Now we have moles of each element in the sample. To get the empirical formula, we will divide the moles of each element (C, H, and O) by the smallest mole value: Smallest mole value = 0.002285 mol (for oxygen) Mole ratio of carbon = \(\frac{0.009158}{0.002285} = 4\) Mole ratio of hydrogen = \(\frac{0.018424}{0.002285} = 8\) Mole ratio of oxygen = \(\frac{0.002285}{0.002285} = 1\) So, the empirical formula is C4H8O1, or simply C4H8O.

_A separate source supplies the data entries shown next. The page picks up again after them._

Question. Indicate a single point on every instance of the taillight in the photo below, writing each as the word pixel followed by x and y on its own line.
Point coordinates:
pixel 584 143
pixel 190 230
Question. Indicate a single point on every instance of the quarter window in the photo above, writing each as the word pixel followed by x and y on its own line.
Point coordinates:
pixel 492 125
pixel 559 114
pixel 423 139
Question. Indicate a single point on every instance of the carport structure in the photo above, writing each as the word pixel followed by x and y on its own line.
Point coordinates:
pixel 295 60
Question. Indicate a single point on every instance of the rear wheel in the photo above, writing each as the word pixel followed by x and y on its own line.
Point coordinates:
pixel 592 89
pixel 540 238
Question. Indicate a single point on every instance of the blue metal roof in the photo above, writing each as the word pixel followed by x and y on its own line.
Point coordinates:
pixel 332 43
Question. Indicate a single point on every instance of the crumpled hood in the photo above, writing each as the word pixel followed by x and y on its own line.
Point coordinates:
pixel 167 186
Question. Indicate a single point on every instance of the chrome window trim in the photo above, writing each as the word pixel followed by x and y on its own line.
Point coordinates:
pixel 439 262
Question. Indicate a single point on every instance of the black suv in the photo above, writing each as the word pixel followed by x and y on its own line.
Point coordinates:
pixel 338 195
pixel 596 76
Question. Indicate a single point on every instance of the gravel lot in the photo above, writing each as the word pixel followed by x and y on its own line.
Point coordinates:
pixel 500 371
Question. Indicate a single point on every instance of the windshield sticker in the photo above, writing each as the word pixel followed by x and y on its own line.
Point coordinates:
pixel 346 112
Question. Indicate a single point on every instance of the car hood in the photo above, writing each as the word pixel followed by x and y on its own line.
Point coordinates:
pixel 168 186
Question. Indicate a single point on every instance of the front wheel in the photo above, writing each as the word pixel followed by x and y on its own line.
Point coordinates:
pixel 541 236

We're given the molar mass of valproic acid as 144 g/mol. First, we need to find the molar mass of the empirical formula: Molar mass of empirical formula (C4H8O) = \(4(12.01\,g/mol) + 8(1.008\,g/mol) + 15.999\,g/mol = 72\,g/mol\) Now we can find the ratio of the molar mass of the molecular formula to the molar mass of the empirical formula: Ratio = \(\frac{144\,g/mol}{72\,g/mol} = 2\) Therefore, the molecular formula is twice the empirical formula, which is C8H16O2.